We can conclude, then, that skin shedding, metamorphosis, periodical transformations and adaptations to the perceived conditions in the world are a systemic characteristic of the rulers in the Iranian theocracy.
Obviously, Mr. Mousavi himself had enjoyed the position of recipient-at-the-better-end of past coups; which must help him see one pulled against him. Not that you need prior knowledge, but it may assist in seeing the tragedy. It may be too glib to say, “What swings around can hit you in the face”, so I probably shouldn’t say it.
The true silver lining of this tragedy is for the people of Iran. These ‘elections’ should incontrovertibly demonstrate, to anybody with political eyes to see, that no matter how oppressively anti-democratic an electoral setup, the establishment is still capable of raising people’s hopes for ‘change’ (no matter how miniscule and pathetic), and that it still has the power to fool people and to draw them into a futile act; only to slap them in the face. So, now the people are (hopefully) more likely to put their political hopes in more effective moves in the future.
The disappointment felt by Mousavi supporters cannot be imagined. It is so much more acute than expected, exactly because so little was expected. If, as a homeless person on the side of the street, you ask people to give you a thousand dollars, clearly (as the British say) you’re taking the piss, and you don’t really expect anything to happen. But, if you ask for a single dollar from a person who clearly can afford it, yet they not only not just keep walking, but turn around instead and spit and insult you in your face, then all bets on politeness are off.

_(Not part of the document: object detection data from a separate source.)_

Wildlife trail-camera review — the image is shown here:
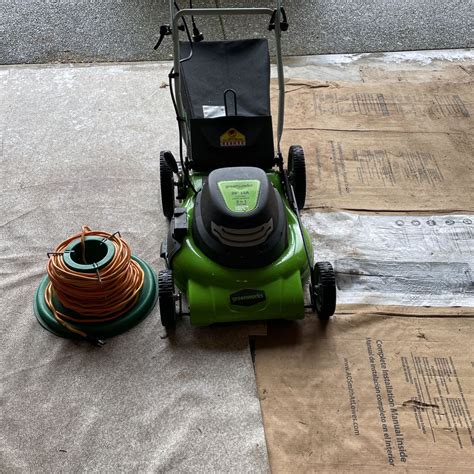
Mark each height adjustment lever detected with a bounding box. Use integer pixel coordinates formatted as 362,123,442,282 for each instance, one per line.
268,7,289,31
153,25,171,49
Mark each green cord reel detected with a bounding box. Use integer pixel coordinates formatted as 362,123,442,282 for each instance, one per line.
33,234,158,345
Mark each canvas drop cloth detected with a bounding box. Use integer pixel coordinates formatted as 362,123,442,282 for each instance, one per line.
0,65,268,473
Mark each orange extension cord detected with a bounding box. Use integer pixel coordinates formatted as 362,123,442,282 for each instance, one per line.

Here was Mir-Hossein Mousavi, a man who is as much a figurehead of the regime as any, and here were these people willing to go along with this insult of a ‘choice’ within a highly anti-democratic setup, and yet even the presidency of one of their own could not to be tolerated by the deeply conservative establishment. The Iranian people have been forced, yet again, to admit painfully that they clearly cannot call the theocratic rule over them anything other than an absolute dictatorship.
To have witnessed and tasted the feel of some ‘openness’ in the political atmosphere during the campaign weeks, to have participated in mass debates in the streets, in the squares, to have felt that their votes would really count and that they could force some ‘change’, to have held impromptu rallies and expressed themselves freely in hopes of persuading others, all of which sent them to euphorically high places, and THEN to have had their hopes crushed in a matter of hours after the closing of polling stations, and in such blatant, in your face, take it or stick it fashion … that must be a huge disappointment to bear. No wonder then that street protests were so swift to come about.

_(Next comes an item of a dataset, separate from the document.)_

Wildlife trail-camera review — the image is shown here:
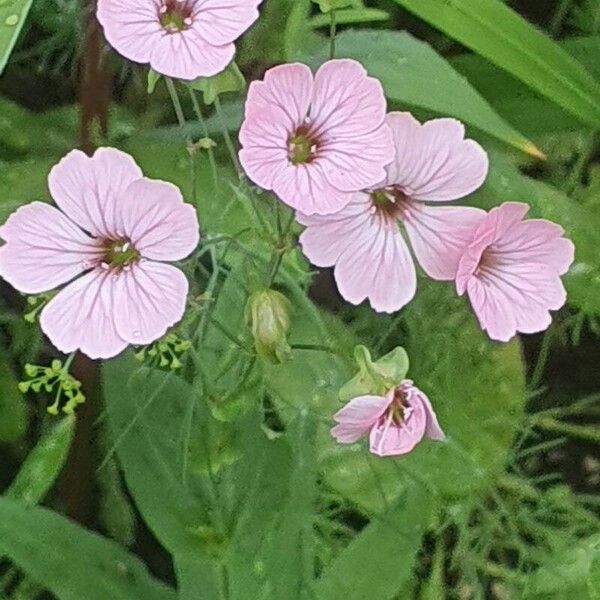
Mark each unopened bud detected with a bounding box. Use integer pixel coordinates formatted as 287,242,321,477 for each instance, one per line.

How the government handles the aftermath of these elections will be a matter of deep concern for a large number of people for some time to come.
For now, the Iranian establishment has spoken unambiguously for the continuation of the Ahmadinejad presidency. So, welcome to four more years of back and forth on ‘to bomb or not to bomb’, four more years of sanctions, talk of more severe sanctions, and reports of covert ops and infiltrations, four more years of seeing Ahmadinejad palling around with Chavez, waxing philosophical about Bolivarian Socialism and imprisoning socialists at home; four more years of empty promises for the poor, whose socio-economic infrastructure is eroded further and deeper daily as they are handed sacks of potatoes to avert starvation. And, painfully, four more years of absolute and utter lies, spread by the Israelis, the neoconservatives and their liberal colleagues regarding Iran’s ‘threat’.